How this skill works

The skill inspects agent state trajectories, equilibrium sets, and invariant manifolds to determine local and global agreement behavior. It analyzes parameter-dependent bifurcations and stability under perturbations to predict limit sets and convergence. It also encodes triadic GF(3) composition rules and Möbius-filter conditions used to qualify non-backtracking geodesic traversals in skill chains.

When to use it

Designing or verifying distributed consensus algorithms for sensor networks, robotics, or multi-agent control.
Studying stability, attractors, and bifurcation scenarios in continuous-time or discrete-time multi-agent models.
Composing skills in pipelines where non-backtracking state transitions and modular conservation (GF(3)) are required.
Analyzing ergodic behavior or long-term qualitative outcomes of interacting dynamical subsystems.
Filtering invocation chains to ensure prime-path traversal using Möbius inversion constraints.

Best practices

Model agents on an appropriate phase space and explicitly identify invariant sets and equilibria before applying consensus analysis.
Check spectral gap and expansion bounds when using graph-based interaction models to guarantee convergence rates.
Use bifurcation checks to detect parameter regimes that change agreement outcomes and design controllers accordingly.
Apply Möbius-filter conditions to eliminate backtracking in composition chains and preserve GF(3) conservation in triplets.
Validate predictions with simulation of representative initial conditions and perturbations to assess robustness.

Example use cases

Verify convergence of a flocking controller where agents must reach velocity agreement despite time-varying links.
Analyze how changing coupling strength induces bifurcations that break consensus and create multiple limit sets.
Compose three modular skills whose trits must sum to zero modulo 3 to maintain conserved behavior in a larger pipeline.
Filter a sequence of skill invocations to ensure no state is revisited (prime path) using Möbius inversion logic.
Estimate convergence rates using spectral gap bounds for k-regular interaction graphs in networked control.

FAQ

What does trit 0 (ERGODIC) imply for consensus behavior?
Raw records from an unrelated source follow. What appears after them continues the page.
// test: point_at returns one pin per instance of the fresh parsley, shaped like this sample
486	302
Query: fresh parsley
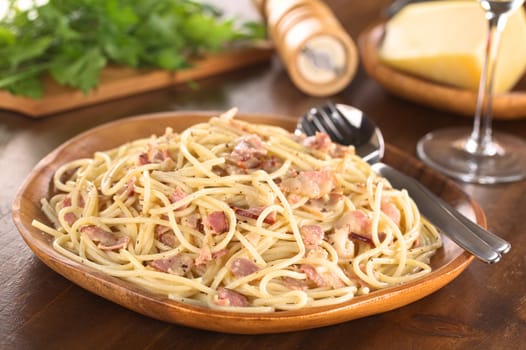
73	40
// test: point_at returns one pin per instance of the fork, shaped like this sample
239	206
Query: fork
342	123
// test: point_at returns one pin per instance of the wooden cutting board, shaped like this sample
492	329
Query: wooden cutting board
119	81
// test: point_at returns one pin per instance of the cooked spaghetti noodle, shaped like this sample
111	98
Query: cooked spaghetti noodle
241	217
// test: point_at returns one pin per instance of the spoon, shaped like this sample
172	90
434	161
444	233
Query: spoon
350	126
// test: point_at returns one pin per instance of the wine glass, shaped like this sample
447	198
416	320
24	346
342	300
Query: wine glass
480	155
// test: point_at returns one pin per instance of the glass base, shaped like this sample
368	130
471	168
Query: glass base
447	151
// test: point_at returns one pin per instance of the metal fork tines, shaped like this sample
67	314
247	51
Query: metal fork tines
348	125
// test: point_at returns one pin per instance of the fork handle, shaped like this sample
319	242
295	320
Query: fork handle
480	242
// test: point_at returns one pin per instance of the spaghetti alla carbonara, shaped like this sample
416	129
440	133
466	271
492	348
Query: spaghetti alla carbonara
241	217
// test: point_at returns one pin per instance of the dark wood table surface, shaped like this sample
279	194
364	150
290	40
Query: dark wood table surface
484	308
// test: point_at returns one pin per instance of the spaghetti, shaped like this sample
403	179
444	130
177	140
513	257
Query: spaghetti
241	217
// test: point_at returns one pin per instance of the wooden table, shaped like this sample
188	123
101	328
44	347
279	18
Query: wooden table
485	307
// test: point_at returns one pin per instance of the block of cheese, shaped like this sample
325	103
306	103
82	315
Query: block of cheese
444	41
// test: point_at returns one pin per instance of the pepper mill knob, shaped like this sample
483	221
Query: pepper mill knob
319	55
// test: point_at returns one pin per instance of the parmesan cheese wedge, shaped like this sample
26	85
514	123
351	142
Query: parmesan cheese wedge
444	41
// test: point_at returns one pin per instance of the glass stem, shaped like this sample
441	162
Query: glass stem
480	141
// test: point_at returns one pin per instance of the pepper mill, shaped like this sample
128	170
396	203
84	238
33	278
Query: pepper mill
320	57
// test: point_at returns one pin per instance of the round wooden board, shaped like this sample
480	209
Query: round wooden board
447	263
511	105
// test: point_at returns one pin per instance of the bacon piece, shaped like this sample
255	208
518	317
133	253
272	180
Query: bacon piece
220	253
255	212
355	221
292	283
154	155
229	297
392	211
271	164
205	255
176	196
166	235
179	264
67	202
241	267
342	244
193	220
313	275
312	235
248	151
216	222
320	141
312	184
106	240
70	218
367	239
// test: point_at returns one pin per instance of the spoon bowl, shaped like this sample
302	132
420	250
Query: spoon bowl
348	125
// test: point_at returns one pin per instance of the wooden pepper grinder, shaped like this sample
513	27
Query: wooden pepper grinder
319	55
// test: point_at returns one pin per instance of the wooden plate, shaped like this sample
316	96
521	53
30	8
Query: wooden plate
447	264
511	105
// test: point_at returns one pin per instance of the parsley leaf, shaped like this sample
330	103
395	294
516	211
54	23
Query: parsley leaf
73	40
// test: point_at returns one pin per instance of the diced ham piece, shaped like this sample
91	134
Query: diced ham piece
313	275
229	297
70	218
193	220
106	240
312	184
355	221
179	264
205	255
312	235
342	244
241	267
392	211
367	239
176	196
254	213
220	253
248	151
154	155
292	283
320	141
66	202
271	164
216	222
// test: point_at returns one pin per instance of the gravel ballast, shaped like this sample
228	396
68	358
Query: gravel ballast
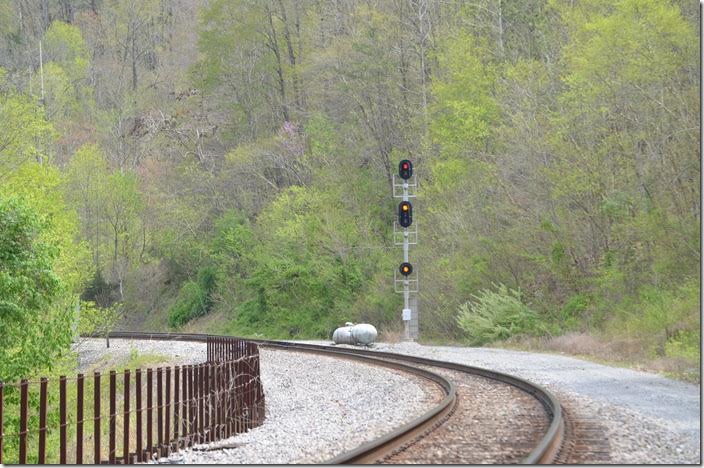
316	406
648	418
319	406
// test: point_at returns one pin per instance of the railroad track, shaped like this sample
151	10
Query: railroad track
461	427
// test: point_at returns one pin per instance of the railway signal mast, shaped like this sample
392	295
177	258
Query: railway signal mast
406	234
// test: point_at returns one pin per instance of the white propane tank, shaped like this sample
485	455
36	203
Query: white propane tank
343	335
362	333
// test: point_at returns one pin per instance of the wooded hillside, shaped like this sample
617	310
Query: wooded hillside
233	160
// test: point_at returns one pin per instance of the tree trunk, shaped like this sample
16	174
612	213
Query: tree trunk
273	45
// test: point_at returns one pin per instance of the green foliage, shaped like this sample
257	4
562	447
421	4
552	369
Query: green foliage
496	315
194	299
98	321
556	150
465	110
35	310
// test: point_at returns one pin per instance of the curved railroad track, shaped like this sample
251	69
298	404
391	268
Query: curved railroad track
527	427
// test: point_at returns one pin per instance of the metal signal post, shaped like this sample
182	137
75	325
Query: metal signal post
408	283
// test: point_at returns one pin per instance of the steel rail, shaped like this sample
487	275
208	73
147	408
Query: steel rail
545	451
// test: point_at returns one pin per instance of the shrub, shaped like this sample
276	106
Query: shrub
496	315
194	298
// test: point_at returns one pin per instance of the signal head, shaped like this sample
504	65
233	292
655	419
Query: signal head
405	213
405	169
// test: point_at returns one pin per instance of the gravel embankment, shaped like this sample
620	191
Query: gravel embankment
649	418
92	351
316	406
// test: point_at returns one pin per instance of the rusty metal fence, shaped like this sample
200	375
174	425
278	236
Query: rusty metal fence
150	412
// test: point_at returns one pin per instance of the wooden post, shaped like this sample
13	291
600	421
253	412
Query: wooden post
79	419
2	398
196	402
126	418
159	411
206	402
201	403
42	420
113	417
96	418
177	402
138	410
184	403
149	413
167	420
191	406
23	422
62	420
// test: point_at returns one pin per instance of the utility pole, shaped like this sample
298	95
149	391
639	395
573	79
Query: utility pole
406	237
41	69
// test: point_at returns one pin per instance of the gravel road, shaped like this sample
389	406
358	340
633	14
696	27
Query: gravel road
649	418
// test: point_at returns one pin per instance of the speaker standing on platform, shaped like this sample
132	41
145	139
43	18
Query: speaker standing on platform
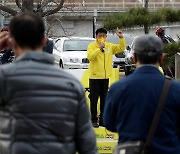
100	55
43	109
131	102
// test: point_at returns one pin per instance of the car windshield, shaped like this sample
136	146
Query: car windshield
114	39
76	45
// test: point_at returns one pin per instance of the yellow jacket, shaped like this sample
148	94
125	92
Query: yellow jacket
100	66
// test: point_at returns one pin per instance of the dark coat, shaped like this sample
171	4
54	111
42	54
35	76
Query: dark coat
131	104
43	109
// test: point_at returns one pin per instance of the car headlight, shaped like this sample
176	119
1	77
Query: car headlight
73	60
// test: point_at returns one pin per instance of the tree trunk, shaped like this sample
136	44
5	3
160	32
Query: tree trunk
146	4
146	26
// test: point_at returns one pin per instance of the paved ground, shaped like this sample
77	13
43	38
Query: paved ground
122	74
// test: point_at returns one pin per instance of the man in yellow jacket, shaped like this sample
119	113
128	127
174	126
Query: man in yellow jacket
100	54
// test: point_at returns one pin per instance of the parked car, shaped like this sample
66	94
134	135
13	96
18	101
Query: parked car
119	59
71	52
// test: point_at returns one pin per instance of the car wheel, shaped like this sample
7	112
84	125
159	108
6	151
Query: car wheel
61	64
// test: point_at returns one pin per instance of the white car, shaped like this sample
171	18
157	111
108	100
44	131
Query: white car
119	59
71	52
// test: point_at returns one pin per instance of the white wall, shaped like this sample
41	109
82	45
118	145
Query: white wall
85	28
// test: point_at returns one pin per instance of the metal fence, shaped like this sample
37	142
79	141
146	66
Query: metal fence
177	66
121	5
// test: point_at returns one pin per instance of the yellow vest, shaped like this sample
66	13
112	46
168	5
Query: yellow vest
100	66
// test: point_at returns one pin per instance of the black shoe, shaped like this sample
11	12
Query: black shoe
95	124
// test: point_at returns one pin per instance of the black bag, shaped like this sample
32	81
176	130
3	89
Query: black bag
139	147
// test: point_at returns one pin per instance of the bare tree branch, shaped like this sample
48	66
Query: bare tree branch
49	12
8	10
18	4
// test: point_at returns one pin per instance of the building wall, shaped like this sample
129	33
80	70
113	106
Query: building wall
85	28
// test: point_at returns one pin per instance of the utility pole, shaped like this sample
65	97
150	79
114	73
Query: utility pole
1	20
94	23
146	27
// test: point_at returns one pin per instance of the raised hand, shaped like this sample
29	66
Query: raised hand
4	40
119	33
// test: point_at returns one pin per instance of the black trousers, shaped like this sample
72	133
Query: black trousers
98	87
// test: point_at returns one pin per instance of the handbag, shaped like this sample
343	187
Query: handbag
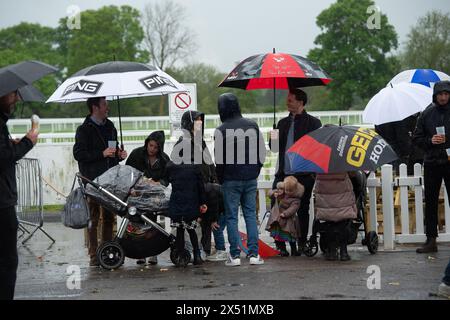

Trit 0 marks neutral or ergodic behavior: the skill focuses on long-term qualitative dynamics without biasing toward contraction or divergence.

How does the GF(3) conservation affect composing skills?

When composing skills in triplets, ensure the sum of trits is 0 mod 3; this rule preserves the intended algebraic conservation across the composite pipeline.